A classic vehicle restoration project is an investment that leads to a transformation. Some popular classic muscle cars are easy and affordable to restore. Restoration tips can help you determine which vehicle is best for your car restoration project.
Our list of the top 10 most popular classic vehicles will help you determine which cars are the best for a restoration project, which are the easiest to restore, which models are most readily available and which have the most affordable parts.
1. Chevrolet Camaro (1967-1969)
One of the most popular classic cars to restore is a 1967-1969 Chevrolet Camaro. Chevy followed the pony car market started by the Ford Mustang with its Camaro. This compact performer is the first-generation Camaro and features every engine family among Chevy’s lineup, including the COPO-only 430-hp 427 cubic inch big-block and the 230 cubic inch inline-six. Manufacturers reproduce each part for this Camaro generation, including complete body stampings.
The first generation of Chevy Camaros comes with a rear-wheel-drive, F-body platform. Two models were built, including the convertible and the hardtop coupe. The hardtop coupe is more affordable and has more room for passengers, with two back seats and two front seats. Engine options for the first generation of Camaros included the 6.5-liter V-8 with 375 horsepower and the 3.8-liter straight-six reaching 140 horsepower.
Everything you need to rebuild a Camaro is available in brand-new condition due to the huge demand for these vehicles. If you’re looking to keep your restored car, they’re reliable, powerful and fun to drive, thanks to aftermarket performance parts. Get parts including the 1967 Chevy Camaro Molding Grille Upper and 1968 Chevy Camaro Windshield Molding Upper Inner.
2. Ford Mustang (1964-1968)
Another one of the top classic cars to restore is the 1964-1968 Ford Mustang. The Mustang was created out of a desire to make the 1960 Falcon a more enjoyable ride. The compact-class Falcon was a success because of its low cost and fuel consumption, but it needed sprucing up to be more fun. Following some failed attempts, a sport version of the Falcon was envisioned, and the Mustang entered the market, accelerating the race in muscle car production.
In its first year, more than 400,000 Mustangs were sold. Over the following decade, more than a million Mustangs were built. You may have seen the original Mustang in “James Bond Goldfinger” or the 1968 version in Steve McQueen’s “Bullitt.”
You can find the parts you need online, and every part has been reproduced.
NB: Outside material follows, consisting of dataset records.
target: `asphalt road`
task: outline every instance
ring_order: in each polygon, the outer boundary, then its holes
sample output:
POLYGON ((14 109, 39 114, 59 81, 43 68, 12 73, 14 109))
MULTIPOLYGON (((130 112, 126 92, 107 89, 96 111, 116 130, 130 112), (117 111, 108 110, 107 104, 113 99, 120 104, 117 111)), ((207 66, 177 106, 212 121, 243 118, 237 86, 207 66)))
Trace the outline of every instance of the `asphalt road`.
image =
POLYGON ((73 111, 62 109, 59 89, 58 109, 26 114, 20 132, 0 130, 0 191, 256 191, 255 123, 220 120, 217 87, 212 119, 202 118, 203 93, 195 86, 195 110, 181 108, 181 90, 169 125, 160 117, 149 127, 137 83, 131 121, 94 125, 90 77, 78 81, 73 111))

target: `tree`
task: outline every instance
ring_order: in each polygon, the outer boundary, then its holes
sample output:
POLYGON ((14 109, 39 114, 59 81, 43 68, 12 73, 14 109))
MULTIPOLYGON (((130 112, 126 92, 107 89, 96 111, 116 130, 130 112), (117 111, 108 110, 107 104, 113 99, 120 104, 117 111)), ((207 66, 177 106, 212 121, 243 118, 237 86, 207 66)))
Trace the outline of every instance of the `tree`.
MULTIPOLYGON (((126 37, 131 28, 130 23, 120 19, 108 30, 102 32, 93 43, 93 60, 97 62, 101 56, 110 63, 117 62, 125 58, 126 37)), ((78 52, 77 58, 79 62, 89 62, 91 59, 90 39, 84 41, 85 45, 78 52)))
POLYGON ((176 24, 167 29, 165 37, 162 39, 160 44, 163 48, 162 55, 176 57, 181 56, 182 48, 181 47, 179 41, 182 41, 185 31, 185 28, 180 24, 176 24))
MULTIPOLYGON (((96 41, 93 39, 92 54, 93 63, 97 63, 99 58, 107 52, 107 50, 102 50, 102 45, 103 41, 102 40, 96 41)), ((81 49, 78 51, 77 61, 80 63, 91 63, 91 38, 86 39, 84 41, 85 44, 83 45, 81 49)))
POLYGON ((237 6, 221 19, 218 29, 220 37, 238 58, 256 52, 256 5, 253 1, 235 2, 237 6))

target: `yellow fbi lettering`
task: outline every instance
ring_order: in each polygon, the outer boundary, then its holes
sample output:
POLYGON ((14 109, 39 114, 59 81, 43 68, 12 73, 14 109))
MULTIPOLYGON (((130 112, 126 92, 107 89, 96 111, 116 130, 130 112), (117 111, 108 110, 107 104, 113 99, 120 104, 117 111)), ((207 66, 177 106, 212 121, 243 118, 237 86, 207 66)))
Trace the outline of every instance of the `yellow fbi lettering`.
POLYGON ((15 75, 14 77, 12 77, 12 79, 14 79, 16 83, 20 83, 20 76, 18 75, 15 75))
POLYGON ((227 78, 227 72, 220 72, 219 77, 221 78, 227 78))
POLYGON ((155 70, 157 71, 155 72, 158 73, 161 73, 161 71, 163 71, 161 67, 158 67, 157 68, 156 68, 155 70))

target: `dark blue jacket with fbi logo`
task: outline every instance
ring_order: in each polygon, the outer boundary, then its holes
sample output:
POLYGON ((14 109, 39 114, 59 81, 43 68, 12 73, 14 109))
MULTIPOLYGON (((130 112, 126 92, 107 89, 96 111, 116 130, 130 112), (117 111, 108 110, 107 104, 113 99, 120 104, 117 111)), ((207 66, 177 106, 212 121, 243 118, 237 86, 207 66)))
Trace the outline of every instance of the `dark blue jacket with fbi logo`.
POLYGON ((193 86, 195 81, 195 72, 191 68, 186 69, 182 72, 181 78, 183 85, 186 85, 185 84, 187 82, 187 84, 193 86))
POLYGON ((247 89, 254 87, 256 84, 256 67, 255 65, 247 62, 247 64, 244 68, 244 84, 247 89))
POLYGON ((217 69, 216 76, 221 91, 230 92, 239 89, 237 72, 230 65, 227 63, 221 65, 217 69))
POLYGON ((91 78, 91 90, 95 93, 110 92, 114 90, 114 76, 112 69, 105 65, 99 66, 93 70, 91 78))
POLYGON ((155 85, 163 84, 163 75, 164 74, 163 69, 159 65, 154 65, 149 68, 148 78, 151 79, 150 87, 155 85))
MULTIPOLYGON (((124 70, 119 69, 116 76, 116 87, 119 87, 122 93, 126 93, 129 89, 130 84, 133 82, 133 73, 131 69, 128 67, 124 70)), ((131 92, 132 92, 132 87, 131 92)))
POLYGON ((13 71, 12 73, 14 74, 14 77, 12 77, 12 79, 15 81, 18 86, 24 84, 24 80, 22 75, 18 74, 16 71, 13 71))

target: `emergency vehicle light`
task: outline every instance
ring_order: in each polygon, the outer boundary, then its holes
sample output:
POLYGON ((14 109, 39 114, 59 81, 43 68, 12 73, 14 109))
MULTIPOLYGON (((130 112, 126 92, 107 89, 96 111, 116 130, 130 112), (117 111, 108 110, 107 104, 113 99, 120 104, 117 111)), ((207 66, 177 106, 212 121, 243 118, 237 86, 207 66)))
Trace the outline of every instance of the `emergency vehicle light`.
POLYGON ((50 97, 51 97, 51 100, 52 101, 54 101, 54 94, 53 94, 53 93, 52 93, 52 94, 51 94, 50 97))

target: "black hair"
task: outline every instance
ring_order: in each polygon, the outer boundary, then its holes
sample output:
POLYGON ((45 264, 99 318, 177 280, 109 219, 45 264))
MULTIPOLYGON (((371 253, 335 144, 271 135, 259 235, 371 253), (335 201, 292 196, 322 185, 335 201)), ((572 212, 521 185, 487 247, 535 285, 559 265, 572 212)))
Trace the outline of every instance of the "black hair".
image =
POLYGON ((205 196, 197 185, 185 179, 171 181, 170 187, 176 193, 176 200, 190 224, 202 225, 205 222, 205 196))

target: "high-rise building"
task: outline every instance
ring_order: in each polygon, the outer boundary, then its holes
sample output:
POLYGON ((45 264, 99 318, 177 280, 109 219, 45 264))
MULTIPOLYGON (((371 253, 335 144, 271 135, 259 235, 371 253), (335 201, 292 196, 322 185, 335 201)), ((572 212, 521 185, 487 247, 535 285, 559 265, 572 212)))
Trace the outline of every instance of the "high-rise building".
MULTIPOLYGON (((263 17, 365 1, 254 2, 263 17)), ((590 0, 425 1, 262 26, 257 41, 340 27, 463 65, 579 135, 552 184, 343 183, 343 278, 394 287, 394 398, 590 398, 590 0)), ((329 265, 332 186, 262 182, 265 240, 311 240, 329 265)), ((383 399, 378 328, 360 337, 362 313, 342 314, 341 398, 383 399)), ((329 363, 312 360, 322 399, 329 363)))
If your dad’s Mustang is more rust than car, you can get an exact replica of the classic sheet metal and factory-spec interiors, including hardware.
3. Plymouth Barracuda (1970-1974)
Being late to enter the market worked in Chrysler’s favor. After learning from competitors’ mistakes, Chrysler launched the Plymouth Barracuda in the 1960s. The Barracuda was built with a 108-inch wheelbase two inches shorter than the Dodge Challenger, a shaker hood package and a 425-hp Hemi big-block V-8. Every Barracuda comes with a sleek look regardless of power level, and decades later, the quantity of models is still keeping classic car fans busy.
If you want the most affordable models, purchase a 1973 or 1974 with the smaller 318 cubic inch V-8s or 340 cubic inch V-8s. Restoration is easy with a huge supply of new interior, trim and body parts. Each year, more parts are reproduced for the 1970-1974 E-body Plymouth Barracuda. Parts you can get for your Plymouth include:
- Interior trims
- Exterior trims
- Rocker panels
- Wheel arches or quarter panels
Values will continue rising for small-block engine cars and later models. Demand for a Plymouth Barracuda will always exist, thanks to this car’s wide appeal and good looks.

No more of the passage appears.